Kenny, what are all those sharks feeding on Christmas time? Not a lot of meat on a seagull.


----------



## kayak456 (Jun 5, 2012)

Look at my pelican thread, I think I know what got him ...


----------



## dlpetrey (Oct 30, 2013)

EXACTLY what I was thinking. Poor little dude.


----------



## Drumdum (Jan 6, 2003)

dirtyhandslopez said:


> Kenny, what are all those sharks feeding on Christmas time? Not a lot of meat on a seagull.


 plenty on a speck,flounders, or a puppydrum... used to think they weren't fast enough to do that,but I promise you they are after watching them eat jigs and plugs presented to stripers and drum a few winters back.... talking anything from sandbars,hammers,lemons to spinies...


----------



## JDimig (Jan 23, 2004)

Drumdum said:


> Overfishing ruins everything doesn't it???


Some one said the other day that the ocean strippers stopped when the Spiny Dog Fish prohibition when into effect. And when you think about it they are correct.

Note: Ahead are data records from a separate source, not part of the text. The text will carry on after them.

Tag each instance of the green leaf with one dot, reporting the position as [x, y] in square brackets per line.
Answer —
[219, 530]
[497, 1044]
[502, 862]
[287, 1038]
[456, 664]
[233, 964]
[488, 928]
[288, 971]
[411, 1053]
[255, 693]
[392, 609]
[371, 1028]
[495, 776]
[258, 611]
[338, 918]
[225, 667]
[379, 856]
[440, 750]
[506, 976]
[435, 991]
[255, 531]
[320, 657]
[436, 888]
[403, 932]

Do you think this was just a coincidence?


----------



## Drumdum (Jan 6, 2003)

JDimig said:


> Some one said the other day that the ocean strippers stopped when the Spiny Dog Fish prohibition when into effect. And when you think about it they are correct. Do you think this was just a coincidence?


 It's got possibilities,the sorry basteds will eat about anything that moves.. Although,there are plenty of scenarios attributed to the decline of the stripers that headed our way years ago...


----------



## dirtyhandslopez (Nov 17, 2006)

Interesting.
Thank you kindly Kenny.


----------



## pods (Sep 10, 2013)

ncsharkman said:


> pods,
> I'm not kidding or "blowin Smoke" when I suggest that you start out small by maybe heaver fishing for smaller "biters" [100 lbs or less] from a pier or the beach before you try running big baits out or even fishing for the bigger ones. I caught my first real big shark in 1968 and did a lot of watching and learning before that. you can be seriously hurt or worse if you don't know what you are doing. No, I'm not talking about sandtigers although even they are dangerous at times. Garboman knows that what I say is true as he has been there and done that too.
> Good luck, Dave


Thank you for the warning Dave, I take all information from those who have done it to heart. Shark fishing is fairly new to me, and if there is one thing I have learned over my 40 years is some humility. So I will take any and all information that is available. I would like to set a goal for next season for a 6' or so fish (big fish, but not huge shark) and stick to casting gear. Reviving fish and releasing them has always been a top priority of mine. I once spent about an hour reviving a small muskie after it inhaled a stickbait deep. Even the few sharks we have landed I spent most of my time making sure they make it back out. I do not want to get hurt myself, and these fish definitely fit the bill for that possible outcome. But it would kill me to see a fish I catch for sport wash back up if there is any way I can avoid it. Maybe a couple years from now I can shoot for SoS class fish, but for now I just love to see the dorsal in the wash. I still get excited when seeing a sharpnose!
pods


----------



## NC KingFisher (Nov 20, 2011)

Hey pods, i do to cause i think of eating the steaks and what a sick bait the rest will be!


----------



## ncsharkman (Mar 12, 2011)

Pods, I release all big sharks but I used to sell them back in the day to help pay for the weekend fishing trips! Catching 100-150 pound sharks is a lot of fun on a heaver or small standup set up from a pier or the beach. I use about the same set up as you would for cobia but with a bit stouter leader or float rig. I caught 3 nice 100 pound range brown sharks last month on my heaver that really gave me a fight while drum fishing. my only 'big" shark this year was one I caught in September from O.B.X. pier. it was a sandtiger in the 400+ pound range. you can see the last 9 minutes of the catch on you tube if you wish. it's under OBX pier sand tiger. you can see my tackle on the video. it's a custom 5 foot reverse real seat 80-130 rod and a Trinidad 50 reel with 1000 yards of 65 pound power pro line and about 100 feet of 100 pound mono shock. it's a bit of overkill for most sharks but it is capable of handling a real monster if you don't run out of line!
good luck, and "Keep on Sharkin"!
Dave


----------